Grundsätzlich wirkt die Milchsäure geschmacklich deutlich weniger sauer als die Äpfelsäure. Man denke an den Jahrgang 2010 im deutschen Weißwein, der von der aggressiv sauren Äpfelsäure noch heute geschmacklich dominiert wird. In kühlen Jahren, in denen die Traubenreife zum Problem wird, kann ein biologischer Säureabbau für natürliche Entsäuerung sorgen, die den entsprechenden Wein wenigstens ein wenig zu harmoniseren hilft. Man erkennt dies dann an oft laktisch buttrigen Aromen und einem am Gaumen rund und etwas cremig wirkenden Mundgefühl

Unerfahrene Winzer haben oft nicht die Geduld, das Abklingen der Malolaktik in derart von Äpfelsäure geprägten Weinen abzuwarten. Sie schwefeln zu früh und fixieren damit die Bildung von Diacetyl, einem unangenehmen Aroma, das an ranzige Butter, verbrannte Milch, frischen Quark oder Sauerkraut erinnert und je nach Intensität als Weinfehler gilt.

Wie oben beschrieben, kann der biologische Säureabbau BSA je nach Art der Bewirtschaftung und Jahrgangsverlauf während oder nach der alkoholischen Gärung stattfinden. Im Rotwein ist er grundsätzlich erwünscht und wird dort auch systematisch praktiziert, ob natürlich absolviert oder künstlich eingeleitet - eine Frage der Philosophie und der persönlichen Einstellung zur Natur. Doch auch viele Weißweine gewinnen durch den biologischen Säureabbau, man denke nur an die Burgundersorten wie Chardonnay oder Weissburgunder. Für die Malolaktik spricht zum einen das veränderte Aroma und ein gänzlich anderes Mundgefühl, zum anderen die daraus resultierende mikrobiologische Stabilität. Das Absolvieren oder die Unterbindung der Milchsäuregärung sind also eine Frage der Sicherheit, aber auch der Stilistik. Natürlich hält die moderne Önologie in ihrer Trickkiste auch hierfür das passende Equipment bereit: so wie es Reinzuchthefen für die Einleitung der alkoholischen Gärung gibt, so gibt es auch Milchsäurebakterienkulturen, um Weine damit zu beimpfen und den BSA künstlich zu starten. Nötig haben dies vor allem Weingüter und Kellereien, die Trauben aus hohen Erträgen von konventionell bewirtschafteten Böden verarbeiten.
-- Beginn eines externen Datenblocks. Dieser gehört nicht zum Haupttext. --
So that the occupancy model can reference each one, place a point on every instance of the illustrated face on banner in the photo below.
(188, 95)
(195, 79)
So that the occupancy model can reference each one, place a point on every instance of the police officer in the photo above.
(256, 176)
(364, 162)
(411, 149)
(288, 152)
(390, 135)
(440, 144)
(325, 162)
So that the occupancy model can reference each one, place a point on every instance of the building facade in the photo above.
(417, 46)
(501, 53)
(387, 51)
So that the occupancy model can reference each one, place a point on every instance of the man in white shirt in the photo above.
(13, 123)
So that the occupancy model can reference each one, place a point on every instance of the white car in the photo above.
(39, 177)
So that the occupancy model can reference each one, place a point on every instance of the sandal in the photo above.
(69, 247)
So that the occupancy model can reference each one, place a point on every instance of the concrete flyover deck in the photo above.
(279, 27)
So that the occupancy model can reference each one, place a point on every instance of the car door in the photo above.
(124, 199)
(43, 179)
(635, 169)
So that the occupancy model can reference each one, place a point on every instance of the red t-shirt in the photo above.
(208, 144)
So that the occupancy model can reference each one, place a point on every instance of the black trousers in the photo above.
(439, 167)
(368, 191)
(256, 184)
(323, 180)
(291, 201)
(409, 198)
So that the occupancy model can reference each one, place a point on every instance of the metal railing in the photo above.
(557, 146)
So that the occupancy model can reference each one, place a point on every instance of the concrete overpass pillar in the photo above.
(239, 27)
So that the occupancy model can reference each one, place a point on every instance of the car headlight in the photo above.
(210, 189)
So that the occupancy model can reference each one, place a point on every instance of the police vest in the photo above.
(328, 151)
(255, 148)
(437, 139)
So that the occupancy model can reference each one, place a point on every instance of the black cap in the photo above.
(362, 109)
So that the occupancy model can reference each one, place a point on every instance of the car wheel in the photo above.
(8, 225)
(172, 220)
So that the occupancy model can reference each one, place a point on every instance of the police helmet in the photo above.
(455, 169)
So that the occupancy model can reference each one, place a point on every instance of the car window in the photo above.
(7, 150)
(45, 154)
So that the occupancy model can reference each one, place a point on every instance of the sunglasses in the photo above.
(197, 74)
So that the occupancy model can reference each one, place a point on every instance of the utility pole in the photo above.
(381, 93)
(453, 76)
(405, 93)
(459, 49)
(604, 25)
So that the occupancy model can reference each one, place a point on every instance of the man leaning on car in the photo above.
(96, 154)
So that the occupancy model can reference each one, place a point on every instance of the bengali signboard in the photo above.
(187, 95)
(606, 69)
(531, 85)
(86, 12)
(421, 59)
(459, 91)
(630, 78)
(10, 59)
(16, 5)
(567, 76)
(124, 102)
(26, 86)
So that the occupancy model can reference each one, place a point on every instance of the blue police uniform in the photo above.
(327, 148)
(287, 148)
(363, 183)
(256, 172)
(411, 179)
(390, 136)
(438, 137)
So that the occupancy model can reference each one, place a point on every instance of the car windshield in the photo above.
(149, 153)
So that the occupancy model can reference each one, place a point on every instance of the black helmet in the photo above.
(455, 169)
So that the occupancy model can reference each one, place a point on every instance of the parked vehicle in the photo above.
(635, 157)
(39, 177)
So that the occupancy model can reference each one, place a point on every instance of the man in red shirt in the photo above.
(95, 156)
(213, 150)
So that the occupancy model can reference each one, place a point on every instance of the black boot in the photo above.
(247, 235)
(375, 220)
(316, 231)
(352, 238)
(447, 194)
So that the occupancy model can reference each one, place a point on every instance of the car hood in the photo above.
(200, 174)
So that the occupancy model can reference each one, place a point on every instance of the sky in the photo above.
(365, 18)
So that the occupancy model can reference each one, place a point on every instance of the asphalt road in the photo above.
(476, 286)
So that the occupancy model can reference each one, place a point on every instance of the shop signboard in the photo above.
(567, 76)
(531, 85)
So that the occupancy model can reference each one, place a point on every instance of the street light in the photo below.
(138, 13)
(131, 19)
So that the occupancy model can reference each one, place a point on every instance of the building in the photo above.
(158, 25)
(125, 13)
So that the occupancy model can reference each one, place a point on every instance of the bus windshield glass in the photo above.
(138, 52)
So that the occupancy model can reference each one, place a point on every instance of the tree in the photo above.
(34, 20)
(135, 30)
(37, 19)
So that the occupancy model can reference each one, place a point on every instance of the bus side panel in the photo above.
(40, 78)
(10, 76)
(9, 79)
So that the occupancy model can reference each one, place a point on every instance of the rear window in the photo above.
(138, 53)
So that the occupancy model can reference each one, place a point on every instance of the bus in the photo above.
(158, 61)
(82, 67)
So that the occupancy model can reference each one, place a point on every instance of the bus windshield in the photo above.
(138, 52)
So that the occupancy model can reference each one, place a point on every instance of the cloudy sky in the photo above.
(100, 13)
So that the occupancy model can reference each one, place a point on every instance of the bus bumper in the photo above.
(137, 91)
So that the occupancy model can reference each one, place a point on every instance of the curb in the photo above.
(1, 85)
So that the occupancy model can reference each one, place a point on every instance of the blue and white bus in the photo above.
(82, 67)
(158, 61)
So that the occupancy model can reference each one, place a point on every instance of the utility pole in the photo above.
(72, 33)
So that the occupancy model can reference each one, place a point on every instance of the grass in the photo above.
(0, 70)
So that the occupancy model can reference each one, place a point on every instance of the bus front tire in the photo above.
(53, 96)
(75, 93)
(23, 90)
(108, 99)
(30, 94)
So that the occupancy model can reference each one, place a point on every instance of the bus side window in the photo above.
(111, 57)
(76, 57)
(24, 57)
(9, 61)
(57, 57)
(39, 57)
Bei Champagner und Schaumwein spielt der BSA heute eine wichtige Rolle in Sachen Stilistik

Dort werden die Trauben für niedrigen Alkohol des Grundweines besonders früh gelesen. Deshalb weisen die Trauben besonders hohe Äpfelsäurewerte auf. Daraus haben sich zwei geschmacklich divergierende Schulen in der Champagne entwickelt: Die einen lassen den biologischen Säureabbau bewußt zu, um ihre Schaumweine geschmeidiger, dichter und harmonischer in der Säure zu machen, die anderen vermeiden den BSA mit Absicht, um Champagner zu erzeugen, die zeitgeistig »mineralisch« wirken sollen, tatsächlich aber harte unreife Säure aufweisen, die an grüne, unreife Äpfel erinnert und eher etwas für Masochisten sind, als für kundige Genießer des belebenden Perlenspiels.